Guia Para Dupla Penetração

2 Para 1: Guia de um iniciante para a dupla penetração
O que acontece com dupla penetração? Neste artigo, vamos mostrar-lhe as melhores posições e ângulo de entrada para a dupla penetração . Também mostraremos como acertar sua próstata toda vez.
Primeiro,para iniciar a dupla penetração requer muita lubrificante ! Não economize no lubrificante. Deixo-o bem lambuzado , e também  não esqueça de colocá-lo dentro do bumbum e sobre ele.

Dica 1: Dentro da sua bunda e sobre sua bunda. E todo os dois paus da base para a ponta. 
Passe bastante lubrificante . 
Tem o seu lubrificante? Vamos!
Criando o clima Perfeito. Uma das chaves, concordam os especialistas em DP, é criar um ambiente onde o esteja relaxado o suficiente para levar dois pênis ao mesmo tempo.
Se você quiser tomar dois pau, mas não sabe como?
Dica 2: você pode começar por tirar a pressão de suas pernas e bunda.

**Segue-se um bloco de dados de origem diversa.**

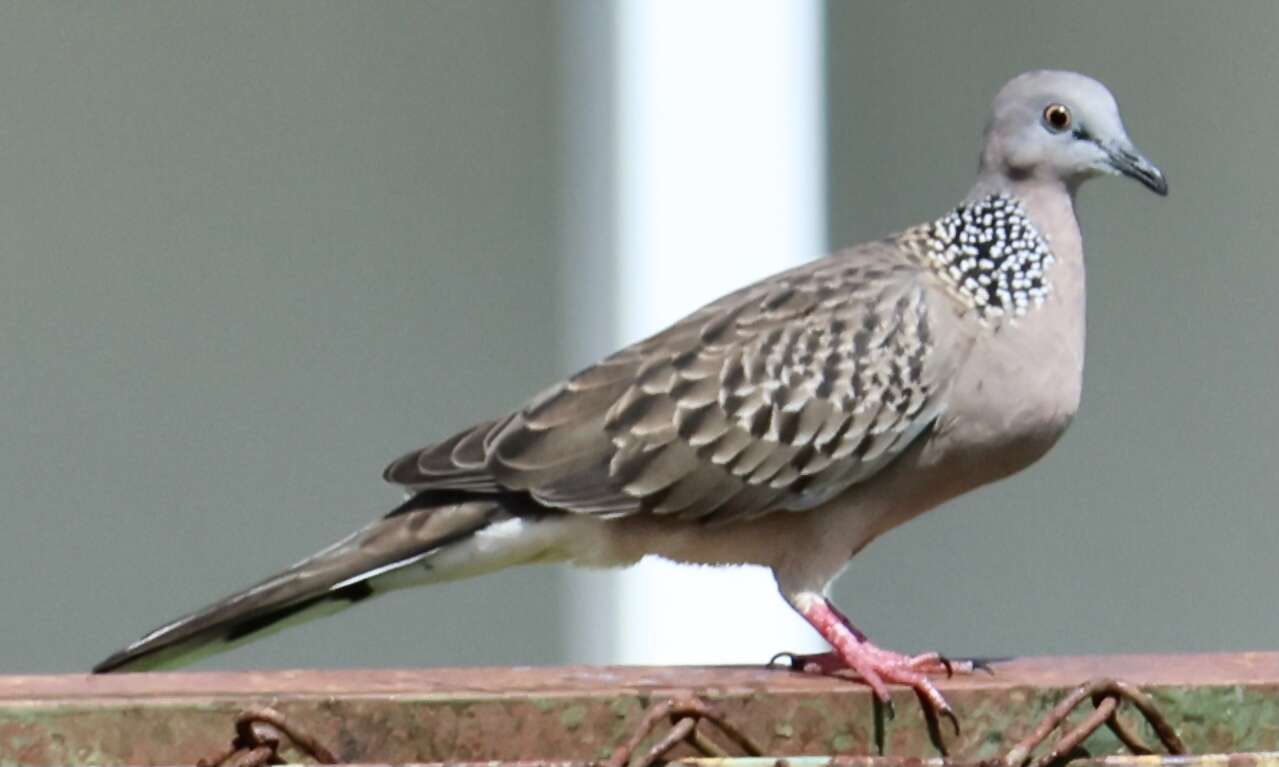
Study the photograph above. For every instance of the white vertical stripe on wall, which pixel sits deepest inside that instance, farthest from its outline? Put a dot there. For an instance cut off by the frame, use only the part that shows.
(719, 180)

 Dica 3: antes de fazer dupla penetração , peça a um deles para comer sua bunda durante pelo menos 15 minutos. É o mínimo que eles podem fazer! Insista nisso.

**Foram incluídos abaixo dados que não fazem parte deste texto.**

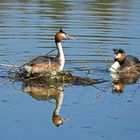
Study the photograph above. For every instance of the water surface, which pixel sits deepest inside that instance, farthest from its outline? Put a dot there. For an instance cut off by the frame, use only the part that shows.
(27, 29)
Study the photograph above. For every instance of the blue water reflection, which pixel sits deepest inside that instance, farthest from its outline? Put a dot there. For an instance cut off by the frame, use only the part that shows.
(100, 112)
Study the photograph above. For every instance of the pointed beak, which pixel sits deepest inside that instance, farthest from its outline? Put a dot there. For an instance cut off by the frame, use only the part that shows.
(70, 37)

Posição sexual para dupla penetração
Posição: O Vaqueiro Arrogante

1. Diga ao primeiro ativo para se deitar de costas na beira da cama.
2. Sente encima dele
3. O Pau estando dentro .
4. Você vai então dar para o  primeiro ativo.
5. apos alguns minutos o outro ativo pode começar a introduzir alguns dedos para abrir mais espaço 
6. E depois pode começar a introduzir a cabeça                                                                                    
7. E depois de estar totalmente dentro os dois, é só aproveitar


A mais vai doer? mas como evitar a dor?
Você sabe o que dizem ... a prática faz a perfeição.
Você tem a opção de começar com dildos, você pode usar dois brinquedos ou você pode combinar o pau do seu parceiro com um dildo
Mas o consenso geral é este: Os pênis são melhores. Claro! Mas é melhor treinar um pouco.